No sin antes evaluar el riesgo, Teresa y su familia decidieron seguir la instrucción e ir al hospital Médico Quirúrgico. «Yo me llevé a mi papi protegido con todo lo que teníamos. A ellos (padre y madre) nosotros siempre los cuidamos, no salían, y para entrar a la casa de ellos nos desinfectábamos. Ir a los hospital fue una decisión que tomamos porque ya no había más opción, necesitaba ayuda que solo ahí le podían dar», cuenta Teresa.

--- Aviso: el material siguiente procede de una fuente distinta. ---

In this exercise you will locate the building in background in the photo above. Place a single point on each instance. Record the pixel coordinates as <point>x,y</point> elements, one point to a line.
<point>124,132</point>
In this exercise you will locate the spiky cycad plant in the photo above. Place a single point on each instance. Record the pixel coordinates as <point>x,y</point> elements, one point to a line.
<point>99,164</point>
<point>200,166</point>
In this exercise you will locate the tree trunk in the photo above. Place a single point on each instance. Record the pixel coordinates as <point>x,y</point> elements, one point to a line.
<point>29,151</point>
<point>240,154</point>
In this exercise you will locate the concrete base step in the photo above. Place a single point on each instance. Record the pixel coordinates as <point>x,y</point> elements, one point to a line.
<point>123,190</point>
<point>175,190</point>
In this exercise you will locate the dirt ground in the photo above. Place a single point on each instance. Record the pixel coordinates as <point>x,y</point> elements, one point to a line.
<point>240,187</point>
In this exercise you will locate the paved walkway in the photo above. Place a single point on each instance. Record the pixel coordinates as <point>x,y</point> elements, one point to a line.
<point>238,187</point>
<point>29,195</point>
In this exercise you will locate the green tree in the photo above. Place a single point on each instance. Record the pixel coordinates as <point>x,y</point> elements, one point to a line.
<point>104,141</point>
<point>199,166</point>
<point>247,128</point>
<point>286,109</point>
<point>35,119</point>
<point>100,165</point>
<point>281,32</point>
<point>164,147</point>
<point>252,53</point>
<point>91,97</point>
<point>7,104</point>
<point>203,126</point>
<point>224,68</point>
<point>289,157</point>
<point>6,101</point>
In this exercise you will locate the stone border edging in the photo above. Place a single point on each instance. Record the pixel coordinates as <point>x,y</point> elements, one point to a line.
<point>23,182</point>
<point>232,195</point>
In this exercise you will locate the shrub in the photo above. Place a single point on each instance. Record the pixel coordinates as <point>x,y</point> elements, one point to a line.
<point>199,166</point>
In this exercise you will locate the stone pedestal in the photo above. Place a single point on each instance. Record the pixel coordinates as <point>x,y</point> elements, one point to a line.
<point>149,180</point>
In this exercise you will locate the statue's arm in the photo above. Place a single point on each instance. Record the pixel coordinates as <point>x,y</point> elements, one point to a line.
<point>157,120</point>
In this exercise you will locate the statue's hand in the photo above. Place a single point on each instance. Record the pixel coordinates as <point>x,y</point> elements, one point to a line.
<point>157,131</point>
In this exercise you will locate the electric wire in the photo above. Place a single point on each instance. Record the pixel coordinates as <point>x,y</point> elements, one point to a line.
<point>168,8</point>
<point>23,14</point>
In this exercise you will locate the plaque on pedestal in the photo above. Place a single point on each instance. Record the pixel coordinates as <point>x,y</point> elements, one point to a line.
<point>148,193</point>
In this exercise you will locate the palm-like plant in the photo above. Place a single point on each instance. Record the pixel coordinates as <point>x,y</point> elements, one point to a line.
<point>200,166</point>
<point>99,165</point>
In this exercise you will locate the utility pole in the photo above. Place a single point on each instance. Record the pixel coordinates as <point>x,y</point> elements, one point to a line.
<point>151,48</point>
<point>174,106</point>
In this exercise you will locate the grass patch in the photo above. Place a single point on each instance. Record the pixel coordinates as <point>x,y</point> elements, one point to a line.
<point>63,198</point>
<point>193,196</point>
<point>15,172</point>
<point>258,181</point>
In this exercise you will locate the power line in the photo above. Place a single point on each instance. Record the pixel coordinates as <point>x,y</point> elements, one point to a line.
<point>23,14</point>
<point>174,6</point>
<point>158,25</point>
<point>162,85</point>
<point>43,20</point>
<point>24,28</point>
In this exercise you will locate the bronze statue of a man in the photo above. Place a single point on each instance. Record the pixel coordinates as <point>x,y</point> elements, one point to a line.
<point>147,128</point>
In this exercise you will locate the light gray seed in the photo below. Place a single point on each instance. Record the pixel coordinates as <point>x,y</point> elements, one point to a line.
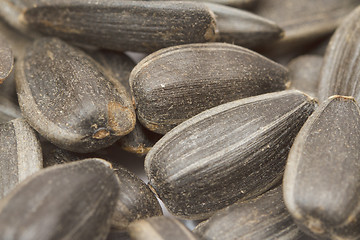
<point>264,217</point>
<point>176,83</point>
<point>70,201</point>
<point>69,99</point>
<point>20,154</point>
<point>232,152</point>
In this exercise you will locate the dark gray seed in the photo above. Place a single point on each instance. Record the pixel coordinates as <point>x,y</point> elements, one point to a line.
<point>243,28</point>
<point>340,71</point>
<point>140,140</point>
<point>69,99</point>
<point>304,73</point>
<point>322,181</point>
<point>174,84</point>
<point>159,228</point>
<point>53,155</point>
<point>20,154</point>
<point>140,26</point>
<point>305,20</point>
<point>17,41</point>
<point>118,235</point>
<point>135,200</point>
<point>265,217</point>
<point>233,3</point>
<point>232,152</point>
<point>8,110</point>
<point>70,201</point>
<point>6,59</point>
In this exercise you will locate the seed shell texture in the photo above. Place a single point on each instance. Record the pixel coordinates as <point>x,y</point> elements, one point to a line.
<point>233,3</point>
<point>340,71</point>
<point>6,59</point>
<point>305,20</point>
<point>141,26</point>
<point>321,181</point>
<point>69,99</point>
<point>243,28</point>
<point>15,39</point>
<point>20,154</point>
<point>174,84</point>
<point>8,110</point>
<point>232,152</point>
<point>265,217</point>
<point>160,228</point>
<point>140,140</point>
<point>119,64</point>
<point>70,201</point>
<point>304,73</point>
<point>135,200</point>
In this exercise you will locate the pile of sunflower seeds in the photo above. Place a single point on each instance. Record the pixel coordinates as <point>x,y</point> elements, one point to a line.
<point>245,113</point>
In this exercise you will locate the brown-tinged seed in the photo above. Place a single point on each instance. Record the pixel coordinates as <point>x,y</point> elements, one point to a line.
<point>142,26</point>
<point>140,140</point>
<point>69,99</point>
<point>135,200</point>
<point>70,201</point>
<point>307,19</point>
<point>20,154</point>
<point>117,235</point>
<point>174,84</point>
<point>304,72</point>
<point>322,181</point>
<point>265,217</point>
<point>232,152</point>
<point>17,41</point>
<point>6,59</point>
<point>340,71</point>
<point>243,28</point>
<point>159,228</point>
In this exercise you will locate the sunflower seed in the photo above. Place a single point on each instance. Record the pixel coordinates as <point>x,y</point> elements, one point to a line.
<point>135,200</point>
<point>123,25</point>
<point>90,116</point>
<point>70,201</point>
<point>243,28</point>
<point>8,110</point>
<point>20,154</point>
<point>159,228</point>
<point>305,20</point>
<point>6,59</point>
<point>340,71</point>
<point>321,181</point>
<point>265,217</point>
<point>232,152</point>
<point>140,140</point>
<point>304,73</point>
<point>174,84</point>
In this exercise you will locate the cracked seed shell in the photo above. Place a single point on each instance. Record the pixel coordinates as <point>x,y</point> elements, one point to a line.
<point>264,217</point>
<point>69,99</point>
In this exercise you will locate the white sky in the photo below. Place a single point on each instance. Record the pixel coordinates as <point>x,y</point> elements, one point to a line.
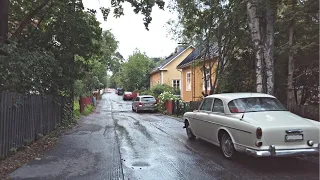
<point>129,29</point>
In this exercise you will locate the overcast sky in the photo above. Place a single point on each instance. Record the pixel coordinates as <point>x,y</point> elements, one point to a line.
<point>129,30</point>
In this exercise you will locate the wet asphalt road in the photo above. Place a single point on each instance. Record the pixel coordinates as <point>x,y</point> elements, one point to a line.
<point>116,143</point>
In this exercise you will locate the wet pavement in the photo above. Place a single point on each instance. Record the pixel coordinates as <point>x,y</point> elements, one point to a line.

Teresa y su padre llegaron al MQ a las 2:30 de la tarde del viernes 26 de junio. Ahí, le recibieron los papeles, revisaron los exámenes, y el personal médico evaluó la carta con las instrucciones enviadas por la cirujana vascular que remitía al paciente. Pero había muy poco por hacer. Ante la falta de cupo en el centro asistencial, la única opción era esperar.

Teresa acomodó a su padre en una silla de ruedas que le proporcionaron. Desde donde estaba, podía ver a la gente a la que el personal médico acomodaba bajo toldos, a la espera, como ellos, pero con signos de enfermedad respiratoria. Desde ese lugar, pudo ver que el vigilante de la emergencia recibía a la gente de las ambulancias, a los enfermos, a los familiares de los que no podía valerse solos y a todos los atendía apenas protegido con una mascarilla.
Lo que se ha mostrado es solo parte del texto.